The advantage of such provisions was highlighted in one case involving an indemnity agreement between two South Carolina construction companies working on a project together.
Hightower Construction Company Inc. hired A.J. Concrete Pumping LLC for the purpose of providing equipment and manpower pouring concrete for a building’s foundation. There was an oral agreement between the two companies’ owners.
One of A.J. Concrete’s employees testified that he was instructed by Hightower’s foreman to “move the boom pump closer and closer to power lines during the course of the pour.” He was troubled by doing so but didn’t object because the Hightower foreman “had previously stated that he and his workers would keep an eye on the lines” and his duty was to “perform the concrete pump job to the requirements of my customer.”
While the crew was pouring the concrete, the boom on A.J. Concrete’s truck came in contact with overhead power lines and a Hightower employee on the site was injured.
Work on the project continued and after the job was finished, A.J. Concrete officials presented Hightower managers with a “job ticket” that listed the work done and also provided an indemnification provision. The provision, located on the back of the ticket, made Hightower liable for all injuries caused by A.J. Concrete’s equipment and workers on the job site. “Nothing on the front of the job ticket directed the reader to the back of the ticket,” according to court records. Hightower officials signed the ticket and paid A.J. Concrete for the work.
The Hightower employee involved in the accident later successfully pursued a workers’ compensation claim. He then sued A.J. Concrete and other sub-contractors working on the project, seeking compensation for his injuries. A.J. Concrete officials then sued Hightower in an effort to have a judge declare the general contractor was financially responsible for covering any judgment against the concrete subcontractor because of the indemnity provision.
The trial judge threw out A.J. Concrete’s suit against Hightower, concluding that the indemnity provision wasn’t part of the two companies’ oral contract and that such a provision violates the public policy of the state.
On appeal, the state’s Court of Appeals reversed the trial court’s finding. “Although the disputed term of the contract was presented on the back of a job ticket and signed by Hightower Construction after completion of the pour,” the court stated, A.J. Concrete produced evidence showing that inclusion of indemnity provisions in contracts was part of the “habit and custom” of the construction industry in the state.

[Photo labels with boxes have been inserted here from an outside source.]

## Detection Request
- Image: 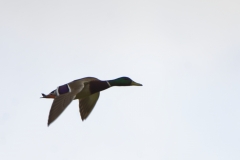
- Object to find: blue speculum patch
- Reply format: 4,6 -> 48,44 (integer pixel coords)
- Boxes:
58,84 -> 69,95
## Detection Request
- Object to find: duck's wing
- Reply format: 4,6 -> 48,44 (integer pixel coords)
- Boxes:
48,81 -> 84,126
79,92 -> 100,120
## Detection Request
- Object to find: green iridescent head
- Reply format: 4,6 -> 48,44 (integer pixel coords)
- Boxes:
108,77 -> 142,86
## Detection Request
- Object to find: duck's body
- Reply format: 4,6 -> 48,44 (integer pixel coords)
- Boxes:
42,77 -> 142,125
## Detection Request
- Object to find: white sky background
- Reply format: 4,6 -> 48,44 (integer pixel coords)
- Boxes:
0,0 -> 240,160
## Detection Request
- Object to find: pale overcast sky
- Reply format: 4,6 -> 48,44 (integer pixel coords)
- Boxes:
0,0 -> 240,160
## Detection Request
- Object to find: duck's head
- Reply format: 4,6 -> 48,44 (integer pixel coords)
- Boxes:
108,77 -> 142,86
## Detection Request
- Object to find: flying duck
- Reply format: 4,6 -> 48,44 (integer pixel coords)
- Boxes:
41,77 -> 142,126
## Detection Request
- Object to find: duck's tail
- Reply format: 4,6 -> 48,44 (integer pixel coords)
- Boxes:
40,93 -> 56,99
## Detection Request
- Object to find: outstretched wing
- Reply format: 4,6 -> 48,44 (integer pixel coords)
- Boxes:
48,82 -> 84,126
79,92 -> 100,120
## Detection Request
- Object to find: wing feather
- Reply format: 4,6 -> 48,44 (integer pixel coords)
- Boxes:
79,92 -> 100,120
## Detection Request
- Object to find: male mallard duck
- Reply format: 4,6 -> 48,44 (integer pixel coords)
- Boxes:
42,77 -> 142,126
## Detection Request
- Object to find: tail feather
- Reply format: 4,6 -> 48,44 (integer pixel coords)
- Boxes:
40,93 -> 56,98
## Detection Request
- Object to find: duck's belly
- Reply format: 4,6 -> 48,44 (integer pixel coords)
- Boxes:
74,86 -> 91,99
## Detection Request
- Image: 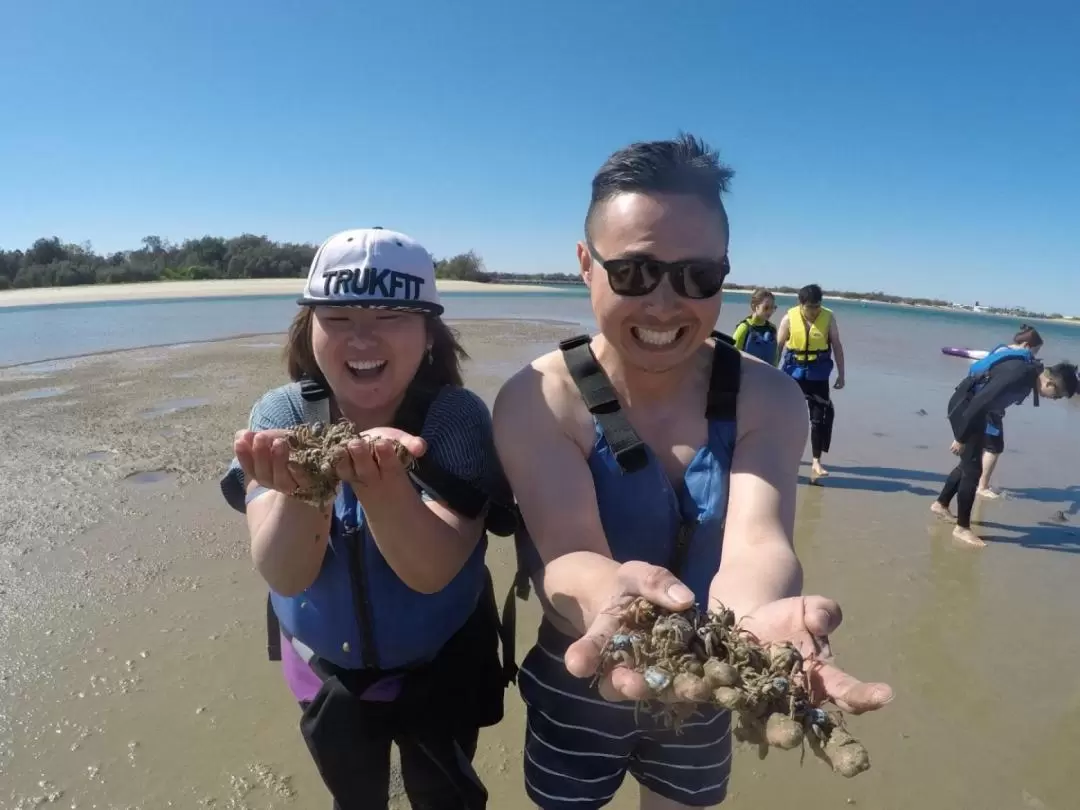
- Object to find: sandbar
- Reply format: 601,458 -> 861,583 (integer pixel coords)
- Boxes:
0,279 -> 565,308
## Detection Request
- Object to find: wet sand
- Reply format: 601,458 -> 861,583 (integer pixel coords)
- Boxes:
0,322 -> 1080,810
0,279 -> 559,308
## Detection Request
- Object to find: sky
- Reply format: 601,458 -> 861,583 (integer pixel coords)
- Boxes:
0,0 -> 1080,314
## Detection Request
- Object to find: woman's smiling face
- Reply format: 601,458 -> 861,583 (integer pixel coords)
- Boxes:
311,307 -> 429,421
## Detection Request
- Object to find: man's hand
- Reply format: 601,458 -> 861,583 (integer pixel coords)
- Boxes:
564,562 -> 693,701
740,596 -> 893,714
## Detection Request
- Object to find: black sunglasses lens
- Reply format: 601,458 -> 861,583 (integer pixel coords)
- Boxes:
604,259 -> 660,296
672,261 -> 727,299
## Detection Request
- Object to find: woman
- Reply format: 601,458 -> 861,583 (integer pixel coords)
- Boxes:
975,324 -> 1042,498
731,288 -> 778,366
930,349 -> 1080,548
221,228 -> 512,810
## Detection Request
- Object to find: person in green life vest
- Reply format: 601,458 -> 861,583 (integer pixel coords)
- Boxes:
731,287 -> 780,366
777,284 -> 845,483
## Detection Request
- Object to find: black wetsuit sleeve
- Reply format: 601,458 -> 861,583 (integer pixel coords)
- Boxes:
953,360 -> 1039,443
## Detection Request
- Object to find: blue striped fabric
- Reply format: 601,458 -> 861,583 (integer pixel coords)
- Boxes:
517,622 -> 731,810
221,382 -> 510,512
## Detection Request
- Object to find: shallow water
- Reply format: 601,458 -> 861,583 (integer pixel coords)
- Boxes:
0,316 -> 1080,810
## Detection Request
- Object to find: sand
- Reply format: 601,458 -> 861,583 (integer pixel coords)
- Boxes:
0,322 -> 1080,810
0,279 -> 561,308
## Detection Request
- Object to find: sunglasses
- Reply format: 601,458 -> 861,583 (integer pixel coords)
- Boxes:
585,242 -> 731,300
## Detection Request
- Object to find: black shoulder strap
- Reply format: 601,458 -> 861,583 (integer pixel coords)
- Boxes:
558,335 -> 648,473
300,377 -> 330,402
705,332 -> 742,421
394,387 -> 517,537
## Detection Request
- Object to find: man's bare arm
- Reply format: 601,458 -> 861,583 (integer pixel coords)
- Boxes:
491,366 -> 619,633
777,315 -> 792,352
710,363 -> 809,617
828,314 -> 843,380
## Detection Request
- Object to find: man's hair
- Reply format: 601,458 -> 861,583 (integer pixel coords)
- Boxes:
1047,363 -> 1080,399
1013,323 -> 1042,349
585,133 -> 735,237
799,284 -> 823,306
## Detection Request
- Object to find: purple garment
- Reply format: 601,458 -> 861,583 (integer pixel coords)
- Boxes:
281,635 -> 402,703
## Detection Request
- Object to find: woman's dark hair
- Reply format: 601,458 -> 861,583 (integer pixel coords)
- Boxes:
750,287 -> 775,309
285,307 -> 469,388
1013,323 -> 1042,349
799,284 -> 824,307
1047,363 -> 1080,399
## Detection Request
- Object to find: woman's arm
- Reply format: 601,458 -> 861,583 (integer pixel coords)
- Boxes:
731,321 -> 750,352
221,388 -> 333,596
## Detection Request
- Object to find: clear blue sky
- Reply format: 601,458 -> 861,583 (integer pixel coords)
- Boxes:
0,0 -> 1080,313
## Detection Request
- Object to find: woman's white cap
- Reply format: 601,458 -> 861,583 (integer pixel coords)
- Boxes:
297,228 -> 444,315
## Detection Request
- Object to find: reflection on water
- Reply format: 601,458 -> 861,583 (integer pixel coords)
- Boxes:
140,396 -> 210,418
0,386 -> 73,402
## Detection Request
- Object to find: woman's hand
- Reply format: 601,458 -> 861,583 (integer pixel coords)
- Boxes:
334,428 -> 428,498
232,430 -> 311,496
740,596 -> 893,714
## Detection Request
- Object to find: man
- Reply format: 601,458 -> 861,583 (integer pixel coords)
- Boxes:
930,347 -> 1080,548
777,284 -> 845,483
494,136 -> 891,810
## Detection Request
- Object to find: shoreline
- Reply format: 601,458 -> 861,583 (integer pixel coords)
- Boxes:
0,318 -> 587,373
0,278 -> 1080,326
0,279 -> 563,309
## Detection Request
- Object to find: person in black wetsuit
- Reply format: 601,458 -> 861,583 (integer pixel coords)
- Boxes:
930,349 -> 1080,546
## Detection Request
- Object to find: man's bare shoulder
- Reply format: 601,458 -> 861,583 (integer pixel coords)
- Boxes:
738,359 -> 807,433
492,349 -> 588,447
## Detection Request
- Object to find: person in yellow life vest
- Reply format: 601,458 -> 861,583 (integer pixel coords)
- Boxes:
777,284 -> 843,483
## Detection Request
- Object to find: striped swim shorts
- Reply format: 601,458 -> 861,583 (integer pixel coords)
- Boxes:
517,621 -> 731,810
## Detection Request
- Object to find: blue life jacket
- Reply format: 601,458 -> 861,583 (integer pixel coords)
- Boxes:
743,318 -> 777,365
268,380 -> 515,671
968,343 -> 1036,382
503,333 -> 741,609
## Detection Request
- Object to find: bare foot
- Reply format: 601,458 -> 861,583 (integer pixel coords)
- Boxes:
930,501 -> 956,521
953,526 -> 986,549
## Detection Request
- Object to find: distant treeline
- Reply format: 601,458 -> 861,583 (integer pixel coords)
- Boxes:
0,233 -> 1061,318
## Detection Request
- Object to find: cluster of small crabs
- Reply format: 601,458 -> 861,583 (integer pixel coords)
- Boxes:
602,598 -> 870,778
286,419 -> 416,507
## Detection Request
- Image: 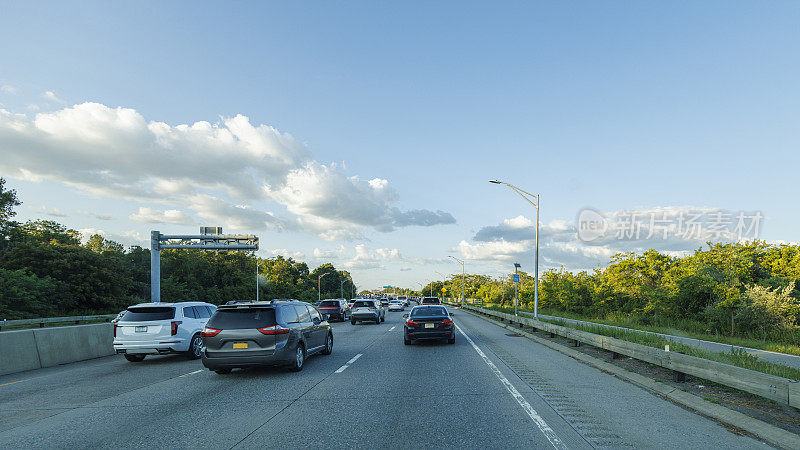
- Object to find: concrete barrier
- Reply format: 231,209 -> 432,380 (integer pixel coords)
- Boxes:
0,330 -> 42,375
0,323 -> 114,375
466,306 -> 800,408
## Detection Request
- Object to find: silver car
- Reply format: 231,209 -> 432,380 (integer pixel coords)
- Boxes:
206,300 -> 333,374
350,299 -> 386,325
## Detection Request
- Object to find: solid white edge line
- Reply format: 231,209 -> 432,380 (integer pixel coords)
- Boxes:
456,325 -> 567,449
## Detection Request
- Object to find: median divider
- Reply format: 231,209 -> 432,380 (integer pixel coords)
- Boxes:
0,323 -> 114,375
462,305 -> 800,408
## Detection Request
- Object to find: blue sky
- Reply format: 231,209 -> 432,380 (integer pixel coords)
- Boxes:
0,1 -> 800,287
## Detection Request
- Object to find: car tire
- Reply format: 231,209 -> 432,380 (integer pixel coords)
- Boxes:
289,343 -> 306,372
322,333 -> 333,355
186,333 -> 203,360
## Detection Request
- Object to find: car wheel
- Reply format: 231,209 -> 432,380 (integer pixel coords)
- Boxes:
322,333 -> 333,355
186,334 -> 203,359
289,344 -> 306,372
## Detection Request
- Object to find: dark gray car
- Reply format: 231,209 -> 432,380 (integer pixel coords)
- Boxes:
201,300 -> 333,374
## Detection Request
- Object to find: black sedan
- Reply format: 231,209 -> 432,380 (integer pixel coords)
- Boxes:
403,305 -> 456,345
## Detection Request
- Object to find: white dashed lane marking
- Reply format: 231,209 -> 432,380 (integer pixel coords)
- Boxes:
334,353 -> 362,373
456,325 -> 567,449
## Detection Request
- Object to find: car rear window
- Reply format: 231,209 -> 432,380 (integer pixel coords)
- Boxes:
206,308 -> 278,330
119,306 -> 175,322
411,306 -> 447,317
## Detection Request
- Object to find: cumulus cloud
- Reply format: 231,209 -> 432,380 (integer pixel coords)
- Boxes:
0,102 -> 455,239
267,248 -> 306,261
454,206 -> 759,269
128,207 -> 195,225
36,205 -> 69,219
42,91 -> 66,104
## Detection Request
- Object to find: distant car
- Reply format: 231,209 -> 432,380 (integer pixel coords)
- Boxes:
113,302 -> 217,362
389,300 -> 406,311
419,297 -> 442,305
350,300 -> 386,325
317,298 -> 350,322
403,305 -> 456,345
202,300 -> 333,374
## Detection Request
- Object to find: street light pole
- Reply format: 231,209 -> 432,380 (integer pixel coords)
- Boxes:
514,263 -> 520,316
253,252 -> 258,301
450,256 -> 466,305
317,272 -> 330,302
489,180 -> 541,319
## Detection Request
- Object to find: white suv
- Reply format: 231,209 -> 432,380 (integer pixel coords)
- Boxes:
114,302 -> 217,362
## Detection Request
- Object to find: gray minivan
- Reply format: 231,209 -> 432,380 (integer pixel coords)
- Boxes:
201,300 -> 333,374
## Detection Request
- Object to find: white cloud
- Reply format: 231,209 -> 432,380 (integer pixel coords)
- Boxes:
36,205 -> 69,219
454,206 -> 764,270
0,102 -> 455,239
42,91 -> 67,105
267,248 -> 306,261
128,207 -> 195,225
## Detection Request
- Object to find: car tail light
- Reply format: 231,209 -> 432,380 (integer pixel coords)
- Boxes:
200,327 -> 222,337
258,325 -> 289,336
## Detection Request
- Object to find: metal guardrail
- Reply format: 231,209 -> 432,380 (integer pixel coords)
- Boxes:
456,305 -> 800,408
0,314 -> 117,331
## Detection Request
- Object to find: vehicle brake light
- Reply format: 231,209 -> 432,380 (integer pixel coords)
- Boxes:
258,325 -> 289,336
200,327 -> 222,337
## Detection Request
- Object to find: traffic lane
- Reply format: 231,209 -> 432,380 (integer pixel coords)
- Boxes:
0,323 -> 387,447
237,314 -> 589,448
0,355 -> 202,432
458,312 -> 766,448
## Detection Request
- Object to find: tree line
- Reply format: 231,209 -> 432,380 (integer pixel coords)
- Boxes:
0,178 -> 355,319
423,241 -> 800,342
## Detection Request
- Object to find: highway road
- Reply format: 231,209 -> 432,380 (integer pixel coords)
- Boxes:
520,312 -> 800,369
0,309 -> 768,449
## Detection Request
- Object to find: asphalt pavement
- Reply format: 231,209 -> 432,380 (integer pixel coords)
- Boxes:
0,309 -> 767,449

According to the court, that meant that Hightower officials knew or should have known that they would be financially liable for injuries caused by use of A.J. Concrete’s equipment and workers when they hired the company as a sub-contractor. In addition, the inclusion of the indemnity provision on the back the job ticket served as a clear notice that the customary practice was in effect, the court added. (Keith v. River Consulting Inc., No. 4001, S.C. Ct. of Appeals, 6/20/05)
Lesson to be drawn: Indemnity provisions designed to shift tort liability in a broad array of circumstances are often found to be valid. Keep in mind, however, that other courts have struck down indemnity provisions for trying to cover too many situations. Laws vary from one state to another. Consult with your attorney about how such provisions should be drafted to help protect your firm.